Deb Patterson is just trying to focus on today and then move on to tomorrow.
It’s really just one step at a time for the Kansas State women’s basketball coach, as she prepares her team for another big-time test this Saturday at home against No. 13 Iowa State.
The Big 12 season hasn’t been kind to the Wildcats so far. With just one win to its credit — Tuesday night at Texas Tech — K-State (7-9 1-4 Big 12) is stuck near the bottom of the league with rival Kansas. Only Texas Tech is worse right now, still searching for that first conference win of the season.
“When you’re in this league and you’re 0-3 or whatever you are at some point in the season — it doesn’t matter — it’s really about the next day,” Patterson said. “You have to leave behind the emotions that don’t drive you forward.”
It’s a safe bet nobody expected K-State to contend for a Big 12 title this season, but there were and continue to be high expectations for this team not only this year, but in in the coming years.
The Wildcats are young, really young with six freshmen this season, including leading scorer, guard Leti Romero, who leads the Wildcats in points (13.9), rebounds (5.9) and assists (4.6) per game.
And while K-State has the size it needed last year, all three new forwards — Bre Lewis, Erica Young and Jessica Sheble — have all gone through their fair share of growing pains in their adjustment to big-time college basketball.
And if there’s one thing Patterson knows, it’s that the tough Big 12 is very unforgiving when you’re trying to teach and coach up young talent in a win-now world.
“I’ve told the kids, the more you invest, the more it hurts,” Patterson said. “Everyone wants to succeed. So, it’s where you put your next focus. And for us, the focus needs to be on getting better. You can’t feel sorry for yourself in this league. You can’t get the blues. You have to be that person who wakes up the next day, happy for the opportunity to lace up with another game to play or another practice with your teammates to work to get better.
“If you have the strength to do that, if gives you a chance through the rigors of this league. You never stop working to get better. That’s what Big 12 basketball is all about. Somebody is going to finish in first, somebody is going to be last, and along that journey, its testing yourself, making sure you never let up or give in.”
It’s not all doom and gloom for the Wildcats, though. Despite their record, there have been moments, or glimpses of improvement along the way, both individually and as a team. The future does look bright, especially with Romero as a centerpiece for years to come. But junior guard Ashia Woods has emerged as a legitimate force both offensively and defensively as well, averaging 11.6 points, 4.6 rebounds and 2.3 steals a game, less than a year removed from tearing an Achilles tendon.
“As coaches, it’s a really fun team to coach, as long as you see them fighting to get better,” Patterson said. “It’s the days when you don’t see them fighting that its challenging. I think it’s clicking in, and I think Ashia Woods is playing as well as anybody in the league. We have people in the gym that we can feed off of now.
“I do think we’ll make more shots and we’re understanding the work ethic and so while it’s challenging, its also very rewarding to see improvements.”
If the Wildcats make more shots, they’ll likely need them to come from junior guard Haley Texada and sophomore guard Bri Craig, who have struggled to get going this season.
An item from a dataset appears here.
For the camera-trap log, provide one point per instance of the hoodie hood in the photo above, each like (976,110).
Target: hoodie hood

The top two returning scorers off last season’s team, Texada and Craig are only averaging a combined 12.5 points a game this year. If they get going, K-State might just be able to surprise some teams down the stretch.
“We’ve shown signs that are really exciting,” Patterson said. “We’ve seen some halves when we played really great. We saw a great victory against Virginia, a great half against Hampton. We saw, in a game where I don’t think we played particularly well, against Texas, all kinds of encouraging things in the midst of the all the dark clouds.
“With this young team, its about teaching them resiliency, teaching them toughness, accountability, believing in the next day, that desire to keep getting better, as opposed to feeling sorry or getting the blues.”